During the launch, Aida Diarra who doubles as Senior Vice President at Visa is quoted saying,  

“As a brand built on technology, Visa has driven the major technology advancements that make electronic payments what they are today. We are confident that the innovation studio will continue that legacy and cement Sub-Saharan Africa’s position as a leader in creating out of the box solutions to deal with our most pressing challenges as a region.”

In the past, VISA has used its existing innovation hubs to design products for the African market with collaborations including one with Nigerian Fintech, Paga, to develop QR code based acceptance solutions for the mobile money payments company and a recent partnership with Kenya’s Safaricom allowing the country’s largest telecom provider to accept Visa card payments at 150,000 mobile money (M-Pesa) merchants across the country. 

While talk of crypto seems to strike fear in some of the old financial service providers, Visa has gone the opposite direction insisting that a bridge between old and new technology is the best way for crypto to realize its full potential. 

Since the formation of their Crypto Product Team in 2019, Visa has had the goal of connecting the emerging verified crypto wallets and platforms to their network of over 70 million merchants and vendors across the globe. 

Merchant solutions will thus continue to be a key focus of the Nairobi Innovation Studio  with a virtual card said to be in the works.

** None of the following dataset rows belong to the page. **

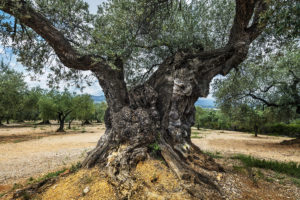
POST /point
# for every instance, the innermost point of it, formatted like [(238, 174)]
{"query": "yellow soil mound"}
[(153, 180)]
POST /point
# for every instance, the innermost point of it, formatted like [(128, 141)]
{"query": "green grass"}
[(196, 136), (291, 168), (296, 181), (217, 154), (75, 167)]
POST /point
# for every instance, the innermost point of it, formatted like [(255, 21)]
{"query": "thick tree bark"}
[(86, 122), (69, 124), (44, 122), (61, 126), (161, 111)]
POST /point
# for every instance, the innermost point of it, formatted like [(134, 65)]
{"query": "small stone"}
[(86, 190)]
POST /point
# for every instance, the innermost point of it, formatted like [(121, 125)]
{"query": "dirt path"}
[(34, 157), (231, 142)]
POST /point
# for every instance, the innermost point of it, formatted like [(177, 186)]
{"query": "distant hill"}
[(98, 99), (205, 103), (202, 102)]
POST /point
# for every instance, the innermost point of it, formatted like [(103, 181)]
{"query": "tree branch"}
[(43, 27)]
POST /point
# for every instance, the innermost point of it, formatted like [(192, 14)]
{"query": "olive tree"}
[(153, 60), (12, 90)]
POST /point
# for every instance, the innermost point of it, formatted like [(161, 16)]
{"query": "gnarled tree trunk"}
[(161, 111)]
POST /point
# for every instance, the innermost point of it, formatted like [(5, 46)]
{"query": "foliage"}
[(47, 108), (12, 90), (100, 109), (83, 107), (292, 130), (244, 118), (291, 168), (273, 83)]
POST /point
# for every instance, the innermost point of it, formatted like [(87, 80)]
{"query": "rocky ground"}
[(32, 151)]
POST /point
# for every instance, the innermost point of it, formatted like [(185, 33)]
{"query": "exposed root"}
[(291, 142), (34, 189)]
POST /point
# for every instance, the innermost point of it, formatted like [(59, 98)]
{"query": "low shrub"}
[(290, 168)]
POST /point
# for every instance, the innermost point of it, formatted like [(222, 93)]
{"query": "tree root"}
[(291, 142), (34, 189)]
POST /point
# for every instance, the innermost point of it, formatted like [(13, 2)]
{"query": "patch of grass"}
[(217, 154), (16, 186), (19, 140), (75, 128), (30, 180), (240, 169), (260, 174), (270, 180), (196, 136), (75, 167), (86, 179), (291, 168), (296, 181), (51, 175)]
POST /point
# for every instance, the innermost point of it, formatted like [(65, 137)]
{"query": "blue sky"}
[(41, 80)]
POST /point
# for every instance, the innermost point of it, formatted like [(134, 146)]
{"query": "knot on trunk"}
[(133, 126)]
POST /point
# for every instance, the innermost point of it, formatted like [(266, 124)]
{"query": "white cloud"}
[(94, 5)]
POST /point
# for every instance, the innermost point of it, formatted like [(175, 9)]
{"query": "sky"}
[(33, 81)]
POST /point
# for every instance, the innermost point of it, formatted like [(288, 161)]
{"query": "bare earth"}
[(20, 159)]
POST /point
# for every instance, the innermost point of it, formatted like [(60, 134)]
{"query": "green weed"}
[(291, 168), (296, 181), (217, 154), (75, 168)]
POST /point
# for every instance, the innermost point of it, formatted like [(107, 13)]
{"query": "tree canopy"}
[(140, 33), (12, 90), (274, 83)]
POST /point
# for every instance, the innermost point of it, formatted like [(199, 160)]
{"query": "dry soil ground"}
[(30, 151)]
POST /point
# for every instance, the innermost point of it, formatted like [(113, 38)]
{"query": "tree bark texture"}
[(161, 111)]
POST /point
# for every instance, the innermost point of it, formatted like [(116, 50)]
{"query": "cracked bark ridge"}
[(161, 111)]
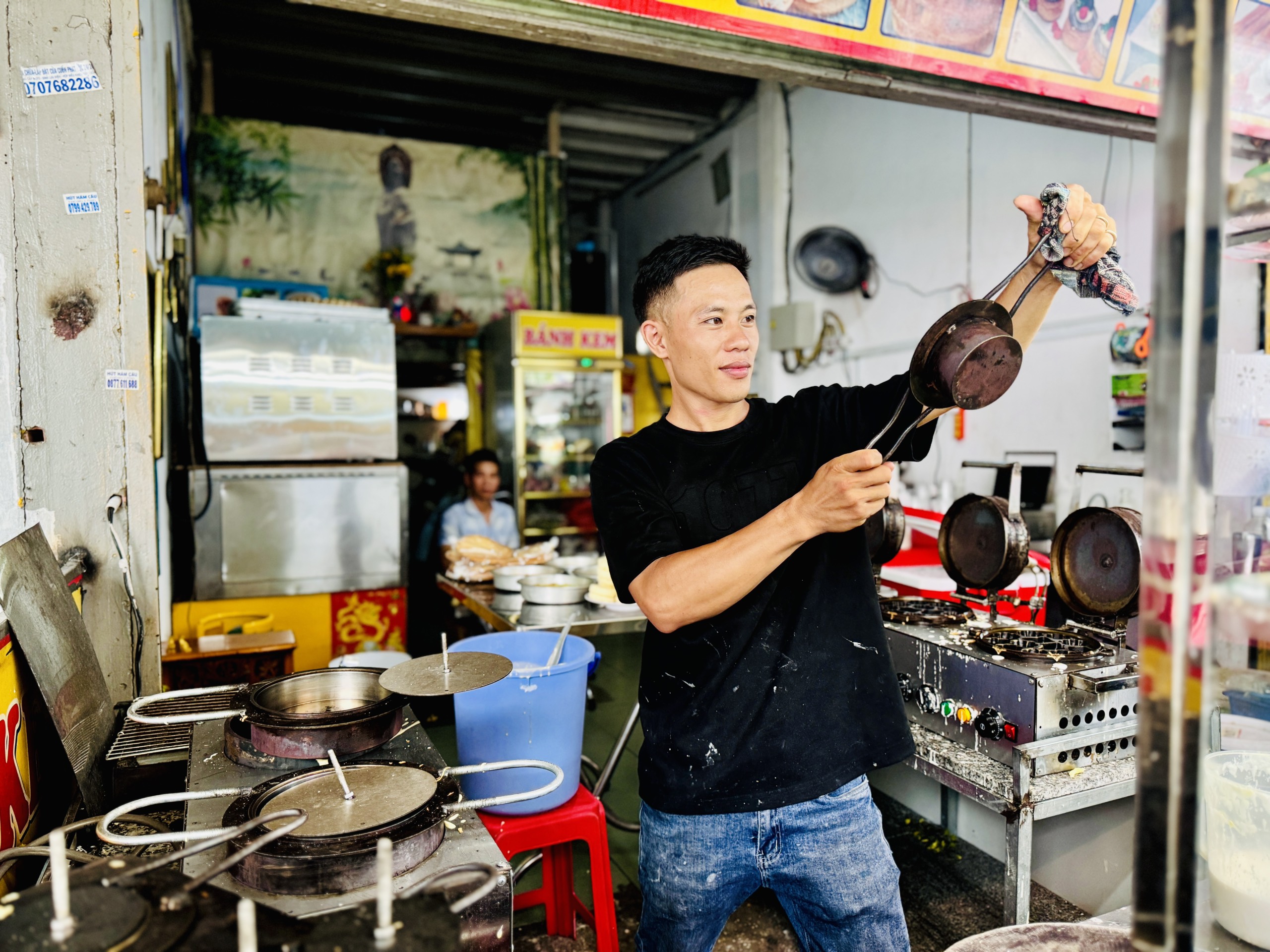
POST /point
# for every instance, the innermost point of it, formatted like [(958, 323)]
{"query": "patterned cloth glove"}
[(1105, 278)]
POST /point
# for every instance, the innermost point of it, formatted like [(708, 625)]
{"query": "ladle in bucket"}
[(967, 358)]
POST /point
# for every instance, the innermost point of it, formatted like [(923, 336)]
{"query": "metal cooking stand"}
[(487, 927), (1023, 799)]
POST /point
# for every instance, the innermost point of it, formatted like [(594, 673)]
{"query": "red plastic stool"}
[(553, 832)]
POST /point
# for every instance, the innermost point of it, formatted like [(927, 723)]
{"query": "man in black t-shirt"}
[(767, 688)]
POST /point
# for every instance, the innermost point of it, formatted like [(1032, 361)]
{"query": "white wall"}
[(96, 442)]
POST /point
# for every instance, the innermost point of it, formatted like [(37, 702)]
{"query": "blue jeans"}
[(826, 860)]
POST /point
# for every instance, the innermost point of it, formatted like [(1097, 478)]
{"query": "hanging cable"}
[(789, 188), (825, 345)]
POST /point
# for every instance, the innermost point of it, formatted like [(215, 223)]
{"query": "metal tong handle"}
[(921, 418), (1032, 284), (1101, 470), (434, 885), (224, 835), (1013, 275), (119, 839), (506, 797), (1016, 480), (164, 720)]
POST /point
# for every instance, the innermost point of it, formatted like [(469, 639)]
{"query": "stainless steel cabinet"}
[(299, 530)]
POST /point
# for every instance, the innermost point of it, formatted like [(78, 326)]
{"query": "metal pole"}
[(1191, 175)]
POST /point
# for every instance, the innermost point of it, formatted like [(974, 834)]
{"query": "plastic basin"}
[(535, 713)]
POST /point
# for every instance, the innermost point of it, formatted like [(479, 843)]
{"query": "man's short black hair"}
[(480, 456), (680, 255)]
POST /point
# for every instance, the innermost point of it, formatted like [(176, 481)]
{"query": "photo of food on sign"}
[(1065, 36), (969, 26), (844, 13), (1140, 59), (1250, 59)]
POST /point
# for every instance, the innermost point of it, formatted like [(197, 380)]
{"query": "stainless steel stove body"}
[(992, 700)]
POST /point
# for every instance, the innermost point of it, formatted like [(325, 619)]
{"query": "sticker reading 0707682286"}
[(60, 78)]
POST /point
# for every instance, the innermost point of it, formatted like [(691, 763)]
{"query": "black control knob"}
[(906, 686), (928, 699), (991, 724)]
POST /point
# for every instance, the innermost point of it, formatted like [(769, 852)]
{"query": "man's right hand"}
[(844, 493)]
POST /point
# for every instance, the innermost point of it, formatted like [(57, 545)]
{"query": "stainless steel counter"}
[(508, 612), (486, 927)]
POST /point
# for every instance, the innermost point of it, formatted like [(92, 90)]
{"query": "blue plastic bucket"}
[(535, 713)]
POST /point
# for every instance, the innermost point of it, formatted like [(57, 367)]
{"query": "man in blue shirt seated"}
[(480, 515)]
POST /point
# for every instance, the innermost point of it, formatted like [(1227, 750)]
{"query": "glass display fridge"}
[(553, 398)]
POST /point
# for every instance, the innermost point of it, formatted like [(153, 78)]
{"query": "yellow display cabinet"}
[(553, 398), (325, 625)]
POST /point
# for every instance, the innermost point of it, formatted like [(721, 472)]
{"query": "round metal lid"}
[(973, 540), (1095, 560), (382, 794), (426, 677)]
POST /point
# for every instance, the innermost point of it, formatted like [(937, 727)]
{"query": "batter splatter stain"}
[(71, 313)]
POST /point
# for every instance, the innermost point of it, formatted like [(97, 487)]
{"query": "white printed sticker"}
[(60, 78), (124, 380), (82, 203)]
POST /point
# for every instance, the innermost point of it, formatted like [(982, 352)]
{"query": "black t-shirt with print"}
[(789, 694)]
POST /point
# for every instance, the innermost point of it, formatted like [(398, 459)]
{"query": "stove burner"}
[(924, 611), (1032, 643)]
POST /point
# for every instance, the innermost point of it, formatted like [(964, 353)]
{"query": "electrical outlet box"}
[(793, 327)]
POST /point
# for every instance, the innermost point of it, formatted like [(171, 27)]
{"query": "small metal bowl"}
[(507, 578), (571, 564), (554, 590)]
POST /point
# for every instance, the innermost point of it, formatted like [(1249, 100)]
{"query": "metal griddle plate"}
[(425, 677), (382, 795)]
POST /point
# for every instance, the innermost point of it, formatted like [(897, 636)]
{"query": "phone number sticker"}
[(124, 380), (82, 203), (60, 78)]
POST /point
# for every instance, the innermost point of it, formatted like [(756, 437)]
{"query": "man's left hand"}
[(1087, 228)]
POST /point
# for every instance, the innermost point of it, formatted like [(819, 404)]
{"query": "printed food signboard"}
[(1103, 53)]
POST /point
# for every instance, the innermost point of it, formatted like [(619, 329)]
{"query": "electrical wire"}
[(827, 334), (789, 188), (917, 291), (136, 622), (1107, 172)]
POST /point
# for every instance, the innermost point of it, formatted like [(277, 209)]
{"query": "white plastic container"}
[(1237, 813)]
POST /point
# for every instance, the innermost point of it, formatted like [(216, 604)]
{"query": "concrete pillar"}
[(73, 307)]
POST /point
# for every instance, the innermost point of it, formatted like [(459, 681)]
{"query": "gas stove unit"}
[(1014, 685), (992, 686)]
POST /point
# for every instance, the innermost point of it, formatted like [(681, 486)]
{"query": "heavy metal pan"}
[(1095, 561), (968, 358), (345, 809), (885, 532), (336, 851), (983, 540), (302, 715)]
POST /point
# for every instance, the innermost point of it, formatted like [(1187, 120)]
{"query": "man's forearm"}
[(700, 583), (1033, 311)]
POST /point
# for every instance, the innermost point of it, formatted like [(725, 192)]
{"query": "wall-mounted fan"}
[(833, 261)]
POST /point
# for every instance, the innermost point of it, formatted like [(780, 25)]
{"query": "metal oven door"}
[(299, 530)]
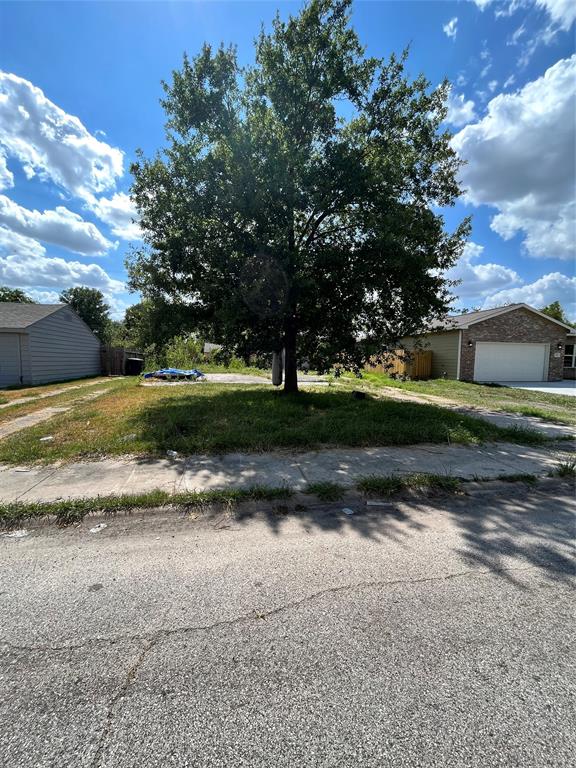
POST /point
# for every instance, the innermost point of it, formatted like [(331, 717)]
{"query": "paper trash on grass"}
[(99, 527), (19, 534)]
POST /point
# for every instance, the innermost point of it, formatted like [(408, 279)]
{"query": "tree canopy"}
[(90, 305), (14, 295), (556, 310), (297, 204)]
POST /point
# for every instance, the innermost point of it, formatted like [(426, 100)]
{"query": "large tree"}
[(297, 203), (556, 310), (89, 303), (14, 295)]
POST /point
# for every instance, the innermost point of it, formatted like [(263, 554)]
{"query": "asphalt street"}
[(433, 632)]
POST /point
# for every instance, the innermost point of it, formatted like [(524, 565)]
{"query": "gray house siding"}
[(62, 347), (10, 359), (445, 348)]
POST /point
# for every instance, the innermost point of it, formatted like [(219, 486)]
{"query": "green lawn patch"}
[(544, 405), (212, 418), (74, 510), (375, 485), (326, 491)]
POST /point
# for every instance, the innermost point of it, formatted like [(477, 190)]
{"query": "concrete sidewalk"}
[(241, 470)]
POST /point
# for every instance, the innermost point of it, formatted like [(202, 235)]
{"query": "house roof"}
[(18, 317), (461, 322)]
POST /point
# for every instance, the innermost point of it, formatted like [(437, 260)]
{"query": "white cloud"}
[(548, 288), (561, 12), (561, 15), (59, 227), (44, 297), (6, 176), (451, 28), (52, 144), (479, 280), (24, 264), (520, 159), (118, 212), (460, 110)]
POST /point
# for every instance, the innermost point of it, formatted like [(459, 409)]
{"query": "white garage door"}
[(9, 359), (503, 361)]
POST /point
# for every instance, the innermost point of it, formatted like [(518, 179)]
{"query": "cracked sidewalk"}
[(242, 470)]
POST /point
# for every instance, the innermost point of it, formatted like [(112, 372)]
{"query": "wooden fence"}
[(113, 359), (416, 365)]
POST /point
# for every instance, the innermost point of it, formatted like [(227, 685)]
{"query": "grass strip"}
[(69, 511), (375, 485), (326, 491)]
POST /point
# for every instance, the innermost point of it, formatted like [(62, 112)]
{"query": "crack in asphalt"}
[(130, 677), (155, 636)]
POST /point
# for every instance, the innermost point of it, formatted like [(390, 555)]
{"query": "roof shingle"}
[(14, 316)]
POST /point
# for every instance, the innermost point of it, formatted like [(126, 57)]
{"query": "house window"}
[(570, 356)]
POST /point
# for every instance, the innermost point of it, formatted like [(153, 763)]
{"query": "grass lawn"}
[(545, 405), (15, 393), (89, 386), (213, 418)]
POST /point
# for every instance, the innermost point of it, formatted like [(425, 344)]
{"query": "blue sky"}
[(80, 89)]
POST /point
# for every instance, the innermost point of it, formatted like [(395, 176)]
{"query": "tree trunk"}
[(290, 365)]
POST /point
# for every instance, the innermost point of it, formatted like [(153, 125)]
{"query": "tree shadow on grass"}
[(210, 420)]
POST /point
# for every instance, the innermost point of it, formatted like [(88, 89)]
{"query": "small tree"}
[(14, 295), (90, 305), (296, 206), (556, 310)]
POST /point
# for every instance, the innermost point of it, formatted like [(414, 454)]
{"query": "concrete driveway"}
[(553, 387), (421, 634)]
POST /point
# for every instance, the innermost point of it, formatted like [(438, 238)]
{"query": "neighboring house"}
[(513, 343), (45, 342)]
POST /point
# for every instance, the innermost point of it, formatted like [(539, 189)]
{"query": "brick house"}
[(513, 343)]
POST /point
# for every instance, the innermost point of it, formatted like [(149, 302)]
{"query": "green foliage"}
[(556, 310), (14, 295), (272, 222), (89, 304), (184, 352)]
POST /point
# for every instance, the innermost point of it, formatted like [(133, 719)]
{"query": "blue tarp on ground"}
[(175, 373)]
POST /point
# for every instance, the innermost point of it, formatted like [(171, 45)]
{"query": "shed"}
[(504, 344), (40, 343)]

In a collaboration with over 65 crypto wallet partners, this virtual card will enable Sub-Saharan cryptocurrency holders to make payments to merchants who ordinarily do not ordinarily accept crypto but accept Visa payments. 

In addition to making payments, the virtual card is to be linked to a bank account for merchants to be able to request a loan based on their transactions. With all of this implemented on blockchain technology, the loan approval process could be sped up in a secure and verified environment. 

Following the official opening of this studio, governments across Africa and multiple local and multinational corporations are looking to such innovations as a way to develop new products and maintain a competitive edge on this new frontier that is Web3.